SEM micrographs of G-Oil well cement cured under standard condition and hydrothermal curing (G0, G0.3, and G1.2)

Microstructure of sample cured in autoclave at hydrothermal pressure of 0.3 MPa shows a matrix with still unreacted mineral phases, but at lower extent. The hydration products appear as relatively dense in a homogenous matrix.

Sample cured under hydrothermal pressure of 1.2 MPa presents porous structure with well-developed crystals. SEM shows a less dense and open microstructure with large pores due to coupled effect of temperature and pressure. The development of crystals resulting from the transformation of C–S–H to C6S2H3 (jaffeite) via α-C2SH is the main cause of pore structure degradation and compressive strength depletion, as it is presented in Table 2.

Table 2 Compressive strength and permeability of cured samples

Hydrothermal curing of the hardened G-Oil well cement for 7 days provided a decrease in compressive strength compared to cement paste cured under standard condition.

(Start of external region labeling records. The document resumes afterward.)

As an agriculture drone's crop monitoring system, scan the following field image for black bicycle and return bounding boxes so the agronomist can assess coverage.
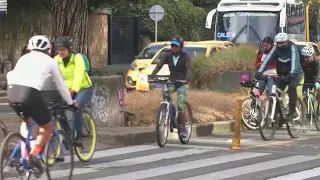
[259,77,305,141]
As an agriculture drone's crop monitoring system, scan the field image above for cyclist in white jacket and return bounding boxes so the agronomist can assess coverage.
[7,35,77,172]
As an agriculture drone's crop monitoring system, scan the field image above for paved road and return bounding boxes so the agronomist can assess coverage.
[2,127,320,180]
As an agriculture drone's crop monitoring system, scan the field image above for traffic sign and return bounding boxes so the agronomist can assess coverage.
[149,5,164,42]
[149,5,164,21]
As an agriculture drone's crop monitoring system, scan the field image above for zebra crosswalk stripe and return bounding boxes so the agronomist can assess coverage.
[183,155,320,180]
[268,168,320,180]
[93,152,269,180]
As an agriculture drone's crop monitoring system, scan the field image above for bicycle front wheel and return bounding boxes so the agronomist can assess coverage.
[0,132,25,180]
[74,111,97,162]
[156,104,170,147]
[287,98,306,138]
[258,97,279,141]
[44,130,74,180]
[179,102,193,144]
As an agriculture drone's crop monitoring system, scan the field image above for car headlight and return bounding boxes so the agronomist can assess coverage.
[138,73,148,82]
[130,61,137,70]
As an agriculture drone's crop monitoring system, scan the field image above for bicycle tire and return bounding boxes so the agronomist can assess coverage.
[74,111,97,162]
[287,97,306,138]
[45,129,74,180]
[241,97,259,131]
[302,97,313,133]
[258,97,279,141]
[314,107,320,131]
[156,103,170,148]
[0,132,26,179]
[179,101,193,144]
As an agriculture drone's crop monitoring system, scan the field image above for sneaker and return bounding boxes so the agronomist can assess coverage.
[179,128,188,138]
[27,154,43,178]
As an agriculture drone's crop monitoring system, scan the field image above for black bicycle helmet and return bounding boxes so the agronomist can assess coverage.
[171,36,184,48]
[54,36,73,48]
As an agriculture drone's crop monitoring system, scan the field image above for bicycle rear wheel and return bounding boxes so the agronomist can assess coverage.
[45,129,74,180]
[74,111,97,162]
[241,97,259,131]
[179,102,193,144]
[287,98,305,138]
[0,120,9,142]
[302,97,314,133]
[0,132,25,180]
[156,104,170,147]
[258,97,279,141]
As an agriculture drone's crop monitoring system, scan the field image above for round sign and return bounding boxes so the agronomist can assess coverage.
[149,5,164,21]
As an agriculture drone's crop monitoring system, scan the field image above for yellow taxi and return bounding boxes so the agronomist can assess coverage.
[136,43,228,91]
[125,41,170,89]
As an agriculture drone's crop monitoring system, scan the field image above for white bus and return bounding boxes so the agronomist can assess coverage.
[206,0,319,44]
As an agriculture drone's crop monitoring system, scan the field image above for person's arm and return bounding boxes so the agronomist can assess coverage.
[71,54,85,92]
[255,50,261,70]
[290,45,301,74]
[150,54,168,77]
[258,46,277,73]
[185,53,192,82]
[51,61,73,105]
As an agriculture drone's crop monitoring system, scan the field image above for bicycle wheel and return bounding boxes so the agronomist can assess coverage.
[258,97,279,141]
[45,129,74,180]
[179,102,193,144]
[302,97,313,133]
[0,132,25,180]
[287,98,305,138]
[0,120,9,142]
[74,111,97,162]
[241,97,259,131]
[156,104,170,147]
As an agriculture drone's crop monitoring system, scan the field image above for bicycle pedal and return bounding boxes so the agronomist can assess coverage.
[54,157,64,162]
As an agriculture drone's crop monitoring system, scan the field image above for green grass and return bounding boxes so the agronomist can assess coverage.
[192,45,258,88]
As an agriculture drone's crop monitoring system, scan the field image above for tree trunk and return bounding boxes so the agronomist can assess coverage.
[52,0,89,54]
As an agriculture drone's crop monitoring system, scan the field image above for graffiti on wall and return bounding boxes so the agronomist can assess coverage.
[91,84,110,122]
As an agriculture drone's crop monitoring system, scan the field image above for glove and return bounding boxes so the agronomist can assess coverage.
[254,72,262,80]
[69,100,79,110]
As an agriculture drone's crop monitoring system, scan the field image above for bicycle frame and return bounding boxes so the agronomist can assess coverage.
[9,123,63,170]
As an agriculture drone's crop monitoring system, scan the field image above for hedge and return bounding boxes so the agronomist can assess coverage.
[192,45,258,88]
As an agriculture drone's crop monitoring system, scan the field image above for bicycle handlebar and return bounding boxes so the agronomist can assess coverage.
[148,77,188,84]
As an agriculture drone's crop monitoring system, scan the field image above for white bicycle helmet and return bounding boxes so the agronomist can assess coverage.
[28,35,51,50]
[274,33,289,43]
[301,46,314,57]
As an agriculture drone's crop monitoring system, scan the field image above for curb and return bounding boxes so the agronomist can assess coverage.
[97,120,234,146]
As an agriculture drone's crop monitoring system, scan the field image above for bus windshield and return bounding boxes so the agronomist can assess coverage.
[216,12,279,44]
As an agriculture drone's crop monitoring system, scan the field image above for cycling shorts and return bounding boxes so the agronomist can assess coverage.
[8,85,50,126]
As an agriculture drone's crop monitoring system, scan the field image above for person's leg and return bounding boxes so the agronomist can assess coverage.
[177,85,188,137]
[267,78,274,94]
[75,86,92,135]
[288,75,300,120]
[258,79,267,95]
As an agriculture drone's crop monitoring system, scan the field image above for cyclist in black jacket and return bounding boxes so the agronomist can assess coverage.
[150,37,192,138]
[256,33,302,120]
[301,46,320,105]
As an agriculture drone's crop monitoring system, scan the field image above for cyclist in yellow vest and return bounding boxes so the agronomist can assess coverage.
[54,36,92,139]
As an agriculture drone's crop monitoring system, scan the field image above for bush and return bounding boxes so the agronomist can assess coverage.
[192,45,258,88]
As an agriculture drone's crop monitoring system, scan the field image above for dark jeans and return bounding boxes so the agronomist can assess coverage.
[276,74,301,113]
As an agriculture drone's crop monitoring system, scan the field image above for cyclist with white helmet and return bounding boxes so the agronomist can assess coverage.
[7,35,77,172]
[301,45,320,102]
[256,33,302,120]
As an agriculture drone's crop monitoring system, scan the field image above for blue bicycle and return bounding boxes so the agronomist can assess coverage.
[0,104,74,180]
[148,77,193,147]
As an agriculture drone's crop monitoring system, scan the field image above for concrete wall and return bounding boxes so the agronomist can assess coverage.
[43,75,124,127]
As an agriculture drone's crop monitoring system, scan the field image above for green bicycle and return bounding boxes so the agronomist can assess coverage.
[303,83,320,132]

The main cause of this strength depletion is the change in pore structure due to the transformation of initial C–S–H to C6S2H3 through α–C2SH crystals.

Engineering properties of cement composites for oil well applications such as strength, permeability, and diffusivity (and thus durability) and shrinkage are intimately associated with porosity and pore size distribution [21]. The volume and size distribution of pores affect not only the mechanical strength of cement based materials, but also its durability.

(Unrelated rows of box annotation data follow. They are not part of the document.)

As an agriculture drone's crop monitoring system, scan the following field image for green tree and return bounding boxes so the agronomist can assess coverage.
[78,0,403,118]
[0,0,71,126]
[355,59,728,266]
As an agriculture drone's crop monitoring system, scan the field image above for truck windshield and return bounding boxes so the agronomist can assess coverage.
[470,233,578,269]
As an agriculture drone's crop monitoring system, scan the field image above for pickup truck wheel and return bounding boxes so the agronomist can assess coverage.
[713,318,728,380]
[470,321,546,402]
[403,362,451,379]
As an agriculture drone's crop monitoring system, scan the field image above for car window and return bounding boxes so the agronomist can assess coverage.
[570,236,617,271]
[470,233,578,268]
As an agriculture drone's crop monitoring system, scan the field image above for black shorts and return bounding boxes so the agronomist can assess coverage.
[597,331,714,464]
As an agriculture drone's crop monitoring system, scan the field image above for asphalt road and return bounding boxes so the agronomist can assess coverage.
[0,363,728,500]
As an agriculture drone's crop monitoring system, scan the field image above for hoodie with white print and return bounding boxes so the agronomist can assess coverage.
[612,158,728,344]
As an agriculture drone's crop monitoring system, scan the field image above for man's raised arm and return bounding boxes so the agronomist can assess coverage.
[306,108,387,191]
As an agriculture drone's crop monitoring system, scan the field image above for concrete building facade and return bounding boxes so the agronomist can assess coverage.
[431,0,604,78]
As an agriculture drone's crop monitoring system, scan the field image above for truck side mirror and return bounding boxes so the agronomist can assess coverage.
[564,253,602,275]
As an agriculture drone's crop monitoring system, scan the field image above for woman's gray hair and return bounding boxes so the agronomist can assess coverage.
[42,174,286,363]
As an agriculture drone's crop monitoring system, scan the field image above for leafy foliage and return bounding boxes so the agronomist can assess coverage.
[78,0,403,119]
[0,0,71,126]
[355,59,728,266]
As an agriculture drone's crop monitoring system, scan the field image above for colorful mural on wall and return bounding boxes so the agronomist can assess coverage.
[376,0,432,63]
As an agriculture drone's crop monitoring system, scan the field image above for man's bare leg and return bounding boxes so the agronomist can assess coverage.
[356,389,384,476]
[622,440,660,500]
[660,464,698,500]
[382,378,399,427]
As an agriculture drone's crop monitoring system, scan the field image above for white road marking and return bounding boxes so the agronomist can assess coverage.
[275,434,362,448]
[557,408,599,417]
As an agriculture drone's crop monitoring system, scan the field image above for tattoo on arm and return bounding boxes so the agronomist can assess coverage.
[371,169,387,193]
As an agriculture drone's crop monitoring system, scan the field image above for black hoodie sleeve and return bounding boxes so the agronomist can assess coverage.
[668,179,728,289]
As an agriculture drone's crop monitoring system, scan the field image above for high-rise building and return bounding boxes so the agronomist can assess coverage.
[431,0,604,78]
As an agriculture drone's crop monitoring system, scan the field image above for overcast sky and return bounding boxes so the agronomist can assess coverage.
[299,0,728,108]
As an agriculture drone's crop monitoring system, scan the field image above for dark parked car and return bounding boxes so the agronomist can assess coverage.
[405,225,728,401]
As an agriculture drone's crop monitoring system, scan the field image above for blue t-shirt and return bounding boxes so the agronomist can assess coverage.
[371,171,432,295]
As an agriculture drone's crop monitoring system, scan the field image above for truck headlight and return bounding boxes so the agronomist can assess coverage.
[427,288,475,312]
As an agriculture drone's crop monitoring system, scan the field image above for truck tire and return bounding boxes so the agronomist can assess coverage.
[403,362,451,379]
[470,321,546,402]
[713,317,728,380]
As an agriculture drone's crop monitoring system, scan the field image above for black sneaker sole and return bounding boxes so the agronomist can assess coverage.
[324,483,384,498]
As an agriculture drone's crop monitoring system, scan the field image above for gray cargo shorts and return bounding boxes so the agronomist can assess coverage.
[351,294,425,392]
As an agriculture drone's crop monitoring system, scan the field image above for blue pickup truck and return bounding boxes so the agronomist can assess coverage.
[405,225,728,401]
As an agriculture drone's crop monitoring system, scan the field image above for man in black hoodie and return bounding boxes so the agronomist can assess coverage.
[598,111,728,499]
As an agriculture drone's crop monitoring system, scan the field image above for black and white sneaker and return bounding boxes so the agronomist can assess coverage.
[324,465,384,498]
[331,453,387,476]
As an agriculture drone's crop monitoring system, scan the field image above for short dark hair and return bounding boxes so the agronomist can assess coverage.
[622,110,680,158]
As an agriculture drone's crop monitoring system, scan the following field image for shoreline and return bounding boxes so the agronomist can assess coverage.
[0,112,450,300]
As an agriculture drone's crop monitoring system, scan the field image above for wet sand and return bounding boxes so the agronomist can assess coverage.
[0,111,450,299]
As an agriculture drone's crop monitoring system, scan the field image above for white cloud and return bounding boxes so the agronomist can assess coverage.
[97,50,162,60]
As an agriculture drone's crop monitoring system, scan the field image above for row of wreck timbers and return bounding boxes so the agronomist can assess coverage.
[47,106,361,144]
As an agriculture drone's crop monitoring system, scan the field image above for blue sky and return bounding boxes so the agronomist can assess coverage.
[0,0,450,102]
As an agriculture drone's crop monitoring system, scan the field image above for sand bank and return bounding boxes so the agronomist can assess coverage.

The pore size distribution (PSD) of cement pastes cured under different hydrothermal regimes is depicted in Fig. 8. The effect of hydrothermal effect is evidenced by the intensity and position of the peak, by the length and bimodal characteristic of PSD. Permeability coefficient K is one of the essential properties used in evaluation of cement paste durability. It was calculated by software Poremaster during porosimetric analysis according the following model:

$$ K = \frac{{\phi d_{\rm p}^{2} }}{32}, $$
(2)

where ϕ is the powder bed porosity and d p the average pore diameter.

Fig. 8
figure 8

Influence of curing conditions on the PSD of G-Oil well cement paste

This parameter is characteristic for cementitious materials for application in oil well. As it can be seen in Table 2, the permeability coefficient has markedly increased with increasing temperature/pressure. The PSD of samples cured under different conditions is recorded in Fig. 8. With increasing temperature/pressure, curves of PSD are displaced toward higher pore size. This is the demonstration of hydrothermal curing on the pore structure of G-Oil well cement paste.

Conclusions

Cement paste of oil well cement cured under hydrothermal conditions has presented different characteristics at TG and DTG curves. The method has qualitatively and quantitatively identified different hydrated products varying with hydrothermal curing conditions. The main hydration products of cured G-Oil well cement under standard condition are C–S–H gel, Ca(OH)2, and calcite resulting from the carbonation of the two first products. With increasing temperature/pressure of hydrothermal curing, peak characterizing the presence of C–S–H decreases as a result of its crystallization into C6S2H3 via α-C2SH. This crystallization causes a reduction in solid volume and is accompanied by an increase in porosity and permeability of cured samples. The transformation of C–S–H to α-C2SH and C6S2H3 under autoclave curing causes the depletion of microstructure and the reduction in compressive strength known as strength retrogression.